What is the Alamo?
“The Alamo” is the popular name of an old Spanish mission in San Antonio, Texas. The Alamo is historically important because it was the site of a major battle in the Texan war for independence from Mexico.
In 1835, American settlers and others in Texas (which was then part of a state of Mexico) rebelled against the central Mexican government. Some of the Texan rebels besieged the Alamo and the mission was eventually surrendered to them by the Mexican forces in December of 1835. In March of the next year, Mexican forces attacked the Alamo. The Texans defending the mission were eventually killed to the last man. The battle at the Alamo became an important symbol of the determination of the Texan rebels and their desire for independence from Mexico.
The Alamo is a Spanish mission, built in 1718 in what became the city of San Antonio. In 1836, the citizens of the then Mexican state of Coahuila y Tejas tired of the dictatorial rule of Mexican president Antonio Lopez de Santa Anna and began a fight for independence, known as the Texas Revolution.

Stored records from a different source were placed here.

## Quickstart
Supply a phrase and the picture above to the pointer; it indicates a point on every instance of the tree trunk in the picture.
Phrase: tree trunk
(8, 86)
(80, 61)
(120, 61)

In March of that year, battle between an estimated 180-200 members of a ragtag militia (known as "Texians") and 4,000 Mexican troops took place at the Alamo site. The result of the battle was a Mexican rout; all Texian defenders were killed. However, it is considered a turning point in the Texas Revolution in that it tied up Mexican forces long enough to allow the supreme commander of the Texian army, General Sam Houston, sufficient time to organize his forces; Santa Anna was defeated the following month and Texas gained its independence.